Die Innenentwicklung ist hierfür der Schlüssel. Die Stimmbevölkerung hat sich bewusst gegen eine weitere Zersiedelung entschieden. Daraus folgt zwingend, dass Verdichtung im Bestand, ohne Abstriche bei der Lebensqualität, ermöglicht und beschleunigt werden muss. Heute scheitern jedoch viele Projekte an langwierigen Verfahren, komplexen Interessenabwägungen und unklaren Rahmenbedingungen. Dies verschärft die Wohnungsknappheit und treibt die Kosten für Wohnraum weiter in die Höhe.

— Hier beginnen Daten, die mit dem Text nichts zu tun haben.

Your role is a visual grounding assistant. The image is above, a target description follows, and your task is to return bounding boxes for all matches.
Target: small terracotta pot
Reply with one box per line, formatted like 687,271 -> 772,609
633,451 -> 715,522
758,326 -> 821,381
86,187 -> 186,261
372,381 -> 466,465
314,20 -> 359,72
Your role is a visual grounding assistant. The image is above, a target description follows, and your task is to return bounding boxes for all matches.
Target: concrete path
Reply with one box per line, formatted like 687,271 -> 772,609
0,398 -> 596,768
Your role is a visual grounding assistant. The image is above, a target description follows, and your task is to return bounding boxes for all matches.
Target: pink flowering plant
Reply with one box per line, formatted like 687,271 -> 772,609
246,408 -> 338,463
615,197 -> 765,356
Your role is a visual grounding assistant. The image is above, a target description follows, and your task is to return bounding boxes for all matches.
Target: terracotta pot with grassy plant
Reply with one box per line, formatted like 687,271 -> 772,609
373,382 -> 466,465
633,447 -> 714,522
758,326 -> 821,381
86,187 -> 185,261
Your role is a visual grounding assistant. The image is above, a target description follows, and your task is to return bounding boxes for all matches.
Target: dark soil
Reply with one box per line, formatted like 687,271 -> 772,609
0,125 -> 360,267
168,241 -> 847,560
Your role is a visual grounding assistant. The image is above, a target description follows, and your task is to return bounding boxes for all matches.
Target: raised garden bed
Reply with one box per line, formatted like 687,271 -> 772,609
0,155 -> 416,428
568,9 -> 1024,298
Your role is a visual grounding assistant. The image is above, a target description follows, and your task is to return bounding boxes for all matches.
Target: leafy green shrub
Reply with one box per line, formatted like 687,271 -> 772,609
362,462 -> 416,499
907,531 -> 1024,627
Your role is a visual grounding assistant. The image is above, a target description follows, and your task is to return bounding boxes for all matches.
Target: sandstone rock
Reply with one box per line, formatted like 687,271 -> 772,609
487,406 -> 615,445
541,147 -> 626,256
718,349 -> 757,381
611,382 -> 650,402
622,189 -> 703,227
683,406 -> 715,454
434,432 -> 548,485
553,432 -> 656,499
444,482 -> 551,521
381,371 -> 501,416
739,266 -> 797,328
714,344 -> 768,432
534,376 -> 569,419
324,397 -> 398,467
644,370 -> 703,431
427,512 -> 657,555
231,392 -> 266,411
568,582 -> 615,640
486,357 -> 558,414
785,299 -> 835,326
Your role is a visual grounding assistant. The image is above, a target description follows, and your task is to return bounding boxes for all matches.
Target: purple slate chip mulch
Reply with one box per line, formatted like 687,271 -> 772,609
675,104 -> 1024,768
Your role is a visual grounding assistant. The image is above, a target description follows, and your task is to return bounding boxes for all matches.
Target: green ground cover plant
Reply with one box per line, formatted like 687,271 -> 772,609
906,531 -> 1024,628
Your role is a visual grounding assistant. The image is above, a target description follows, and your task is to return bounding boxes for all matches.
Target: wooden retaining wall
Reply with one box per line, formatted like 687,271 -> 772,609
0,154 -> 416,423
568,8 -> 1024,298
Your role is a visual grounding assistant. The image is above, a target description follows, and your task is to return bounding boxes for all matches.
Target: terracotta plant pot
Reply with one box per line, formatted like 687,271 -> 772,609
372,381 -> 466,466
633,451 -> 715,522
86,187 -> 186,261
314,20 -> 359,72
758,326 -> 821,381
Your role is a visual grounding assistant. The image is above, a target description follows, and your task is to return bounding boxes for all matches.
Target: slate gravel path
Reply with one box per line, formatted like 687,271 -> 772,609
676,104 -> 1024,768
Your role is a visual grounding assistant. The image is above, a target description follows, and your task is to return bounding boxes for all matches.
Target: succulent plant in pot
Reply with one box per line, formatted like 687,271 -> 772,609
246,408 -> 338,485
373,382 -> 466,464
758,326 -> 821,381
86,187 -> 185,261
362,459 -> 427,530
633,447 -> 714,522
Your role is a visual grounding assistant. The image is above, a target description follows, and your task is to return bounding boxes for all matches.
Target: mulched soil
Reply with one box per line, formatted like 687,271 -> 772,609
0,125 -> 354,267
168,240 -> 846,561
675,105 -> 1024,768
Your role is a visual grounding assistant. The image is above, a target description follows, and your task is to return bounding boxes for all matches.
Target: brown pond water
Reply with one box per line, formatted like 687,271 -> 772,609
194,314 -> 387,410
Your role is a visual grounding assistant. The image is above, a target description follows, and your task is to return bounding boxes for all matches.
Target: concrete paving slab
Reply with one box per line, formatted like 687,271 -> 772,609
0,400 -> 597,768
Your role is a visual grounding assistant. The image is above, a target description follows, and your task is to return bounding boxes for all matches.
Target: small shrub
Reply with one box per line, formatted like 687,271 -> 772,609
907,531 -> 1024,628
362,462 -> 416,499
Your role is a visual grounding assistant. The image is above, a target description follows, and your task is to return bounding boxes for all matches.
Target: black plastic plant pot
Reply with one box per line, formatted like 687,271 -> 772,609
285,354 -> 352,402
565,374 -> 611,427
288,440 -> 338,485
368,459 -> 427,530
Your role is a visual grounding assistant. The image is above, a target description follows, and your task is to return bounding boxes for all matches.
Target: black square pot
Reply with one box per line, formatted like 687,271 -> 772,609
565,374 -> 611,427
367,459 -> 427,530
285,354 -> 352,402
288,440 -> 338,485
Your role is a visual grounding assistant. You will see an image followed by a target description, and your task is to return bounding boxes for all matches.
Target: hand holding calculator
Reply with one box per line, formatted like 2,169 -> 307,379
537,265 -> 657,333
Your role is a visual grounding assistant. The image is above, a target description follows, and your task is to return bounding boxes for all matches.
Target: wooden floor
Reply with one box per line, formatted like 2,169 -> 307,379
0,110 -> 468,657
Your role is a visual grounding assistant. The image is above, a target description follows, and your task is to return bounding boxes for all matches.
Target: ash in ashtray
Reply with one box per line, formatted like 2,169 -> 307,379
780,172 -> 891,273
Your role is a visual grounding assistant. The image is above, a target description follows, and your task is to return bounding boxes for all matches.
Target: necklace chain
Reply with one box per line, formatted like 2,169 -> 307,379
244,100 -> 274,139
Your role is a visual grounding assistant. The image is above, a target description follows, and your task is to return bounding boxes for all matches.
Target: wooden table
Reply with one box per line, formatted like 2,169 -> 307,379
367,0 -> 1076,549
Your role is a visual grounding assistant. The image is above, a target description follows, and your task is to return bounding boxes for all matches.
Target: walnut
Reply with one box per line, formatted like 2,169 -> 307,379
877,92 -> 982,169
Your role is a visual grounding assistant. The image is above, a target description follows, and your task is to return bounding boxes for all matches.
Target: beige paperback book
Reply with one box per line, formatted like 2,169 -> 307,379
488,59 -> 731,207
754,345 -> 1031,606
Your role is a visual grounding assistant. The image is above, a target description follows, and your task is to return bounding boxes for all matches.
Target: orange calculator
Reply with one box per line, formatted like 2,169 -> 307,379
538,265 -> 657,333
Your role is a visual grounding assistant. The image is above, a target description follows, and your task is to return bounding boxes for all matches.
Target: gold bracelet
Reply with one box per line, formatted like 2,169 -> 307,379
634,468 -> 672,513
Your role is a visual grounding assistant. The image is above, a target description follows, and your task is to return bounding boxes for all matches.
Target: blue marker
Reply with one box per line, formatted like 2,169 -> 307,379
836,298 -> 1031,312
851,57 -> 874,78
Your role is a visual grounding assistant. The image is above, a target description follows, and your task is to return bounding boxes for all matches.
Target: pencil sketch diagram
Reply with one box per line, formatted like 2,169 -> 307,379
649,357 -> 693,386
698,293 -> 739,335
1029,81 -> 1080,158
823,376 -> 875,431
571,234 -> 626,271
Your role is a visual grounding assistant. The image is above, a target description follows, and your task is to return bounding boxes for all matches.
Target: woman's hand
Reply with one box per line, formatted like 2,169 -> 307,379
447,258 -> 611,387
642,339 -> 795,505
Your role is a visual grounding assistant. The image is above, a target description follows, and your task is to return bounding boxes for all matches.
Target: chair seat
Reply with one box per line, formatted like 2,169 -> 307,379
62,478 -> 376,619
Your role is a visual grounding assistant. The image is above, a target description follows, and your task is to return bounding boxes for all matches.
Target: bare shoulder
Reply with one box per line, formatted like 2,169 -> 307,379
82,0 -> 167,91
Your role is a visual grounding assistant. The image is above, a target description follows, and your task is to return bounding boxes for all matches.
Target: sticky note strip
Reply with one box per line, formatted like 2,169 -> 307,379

Die vorliegende Revision der VISOS und der Raumplanungsverordnung ist daher zu begrüssen. Sie stellt einen wichtigen Schritt dar, indem sie die Anwendung des ISOS präzisiert, die Rechtssicherheit verbessert und die kantonale sowie kommunale Interessenabwägung stärkt. Entscheidend ist jedoch, dass diese Präzisierungen in der Praxis auch zu einer effektiven Beschleunigung führen und entsprechend die Prozesse gestrafft, unnötige Hürden abgebaut werden und sichergestellt wird, dass Vorhaben ohne Ortsbildrelevanz nicht unnötig verzögert werden.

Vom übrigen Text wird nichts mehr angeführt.